Séverine Picard recommends a reform of company law in order to apply the principle of “real seat”: “A company should only establish itself where it can demonstrate that it truly has economic activities”, limiting its ability to choose the national legislation that is most favorable to it. The lawyer sees it as an instrument to fight against social dumping, but also fiscal dumping, another scourge pointed out by many parties.

Some countries, including in the EU, in fact offer lower taxes than their neighbors to encourage businesses to set up on their territory. “Societies go, in the same way [qu’elles le font en matière de droit du travail]artificially locate oneself in tax havens to benefit from much more favorable taxation”notes Eloïse Beauvironnet.

Corporate tax in France reached 25.8% in 2023 according to the OECD, compared to 31.5% in Portugal, but 16% in Romania, 12.5% ​​in Ireland, 10% in Bulgaria and 9% in Hungary . These disparities create competition between Member States. The average rate in the EU has been divided “in pairs for 40 years”explains Vincent Vicard, deputy director of the Center for Prospective Studies of International Information. In 2020, the NGO Oxfam even accused the Netherlands, Ireland, Cyprus, Luxembourg and Malta of being five tax havens within the Union.

MEPs tried to stem this trend during the previous mandate. In a 2021 resolution, the European Parliament asserted that while tax competition between countries is not a problem in itself, common principles should govern how countries use their tax policies to attract business and profits.
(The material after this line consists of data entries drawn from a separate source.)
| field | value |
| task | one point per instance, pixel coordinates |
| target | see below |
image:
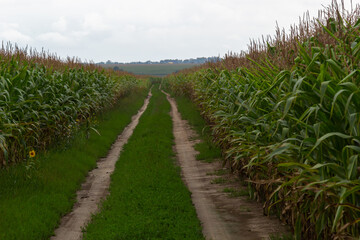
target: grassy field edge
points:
(148, 199)
(34, 195)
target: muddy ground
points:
(223, 215)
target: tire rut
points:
(221, 216)
(95, 187)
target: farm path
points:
(221, 216)
(96, 185)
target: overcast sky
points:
(140, 30)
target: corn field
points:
(44, 99)
(286, 114)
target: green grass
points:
(34, 195)
(208, 152)
(158, 70)
(148, 199)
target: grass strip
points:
(148, 199)
(208, 151)
(34, 195)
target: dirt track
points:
(222, 217)
(95, 188)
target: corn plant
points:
(43, 99)
(292, 127)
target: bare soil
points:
(222, 216)
(95, 187)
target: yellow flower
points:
(32, 153)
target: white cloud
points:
(10, 32)
(123, 30)
(54, 37)
(94, 22)
(60, 25)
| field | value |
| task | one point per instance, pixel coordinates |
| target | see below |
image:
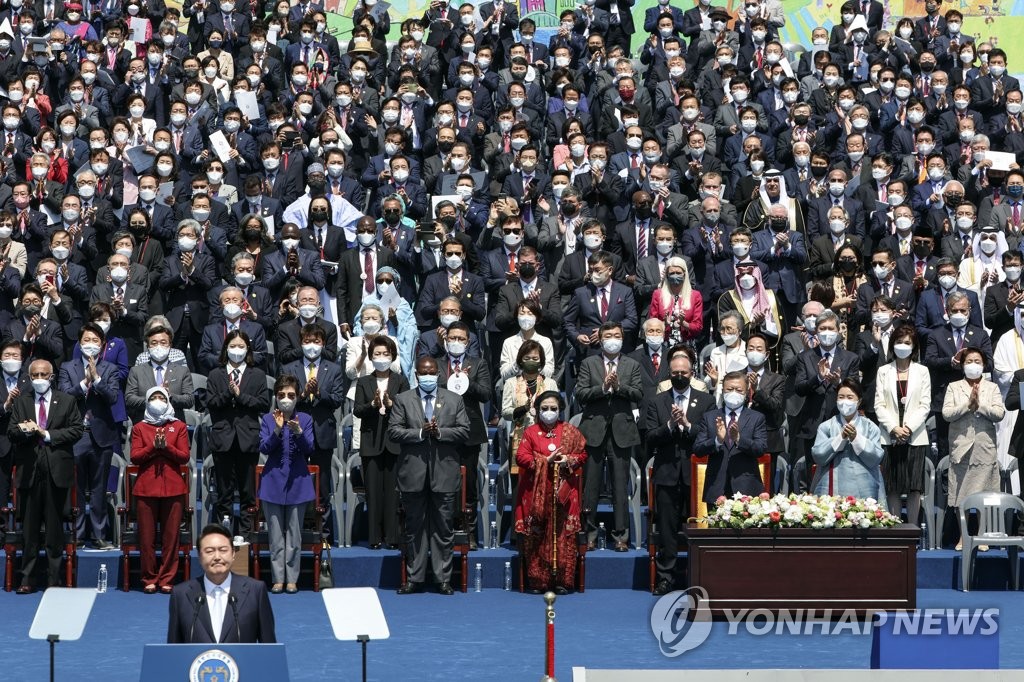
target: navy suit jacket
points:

Quoted in the activity report of the subcommittee responsible for tax issues, in April, the French elected official Aurore Lalucq (Socialist Party-Place publique) pleads for the establishment of a new code “restrictive” For “fight effectively against harmful tax practices and aggressive tax competition”.

In 2022, Parliament passed a directive “aimed at ensuring a minimum level of taxation” on the profits of large companies operating in the EU. This minimum rate imposed on the Twenty-Seven was set at 15%, and the text came into force on January 1. Valérie Hayer, head of the presidential majority list for the European elections, is pleased in her program to have “returns” tax dumping thanks to this directive.
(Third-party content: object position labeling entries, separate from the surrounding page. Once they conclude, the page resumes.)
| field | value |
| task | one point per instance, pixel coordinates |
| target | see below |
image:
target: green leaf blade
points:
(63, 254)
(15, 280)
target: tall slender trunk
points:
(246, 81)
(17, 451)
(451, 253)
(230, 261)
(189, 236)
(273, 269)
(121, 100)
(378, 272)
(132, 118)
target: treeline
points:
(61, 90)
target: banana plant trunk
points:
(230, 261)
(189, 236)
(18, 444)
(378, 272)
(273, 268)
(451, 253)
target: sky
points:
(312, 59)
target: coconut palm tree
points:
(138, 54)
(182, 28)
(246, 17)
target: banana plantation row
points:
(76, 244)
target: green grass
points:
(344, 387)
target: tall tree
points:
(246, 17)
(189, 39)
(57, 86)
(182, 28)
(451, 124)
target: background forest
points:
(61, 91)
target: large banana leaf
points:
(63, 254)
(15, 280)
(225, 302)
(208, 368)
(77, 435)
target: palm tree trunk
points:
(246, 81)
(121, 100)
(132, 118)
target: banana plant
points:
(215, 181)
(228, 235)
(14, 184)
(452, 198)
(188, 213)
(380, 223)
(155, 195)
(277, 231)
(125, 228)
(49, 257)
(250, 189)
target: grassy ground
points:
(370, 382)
If it represents “a very big step”it is far from perfect, nuance Séverine Picard. “Tax havens will actually increase their tax rate from almost 0% to 15%”. But they will still be able to encourage multinationals to set up on their territory by paying them part of the revenue. “in the form of subsidies and tax credits”, underlines the lawyer. A legal process which is not taken into account by the new directive, which Eloïse Beauvironnet describes as a “cheese with lots of holes”.

Even in France, domicile your head office in “La Défense or in certain towns of Seine-Saint-Denis” provides “significant tax advantages”, underlines Eloïse Beauvironnet. The research tax credit is another widely used French system, points out Vincent Vicard. “If a company invests in research and development, this tax credit allows it to obtain a tax reduction or zero taxation”, he illustrates. In 2023, a report from the finance committee of the National Assembly noted that the real tax rate for large companies in France was 17%, compared to 23.7% for small and medium-sized companies, highlighting the ability of large groups to reduce the bill. For the two experts, the minimum tax rate of 15% for multinationals will therefore have few consequences in practice.
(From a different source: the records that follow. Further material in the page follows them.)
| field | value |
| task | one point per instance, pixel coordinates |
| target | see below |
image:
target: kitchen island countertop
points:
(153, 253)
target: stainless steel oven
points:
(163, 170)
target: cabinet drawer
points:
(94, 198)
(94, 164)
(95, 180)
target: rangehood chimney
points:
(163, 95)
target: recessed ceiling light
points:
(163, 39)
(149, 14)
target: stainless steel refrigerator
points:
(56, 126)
However, it is difficult to attribute responsibility for this social or fiscal dumping to the European Union alone, according to the specialists interviewed by franceinfo. Firstly for reasons of decision-making power. “The European Union has no competence in all decisions regarding direct taxation”, recalls Eloise Beauvironnet. To align taxation in the EU, each Member State would therefore have to vote, at national level, on identical reforms. “VS“is science fiction”she explains. “The European Union is ultimately only the sum of the heads of government of the Member States that make it up.”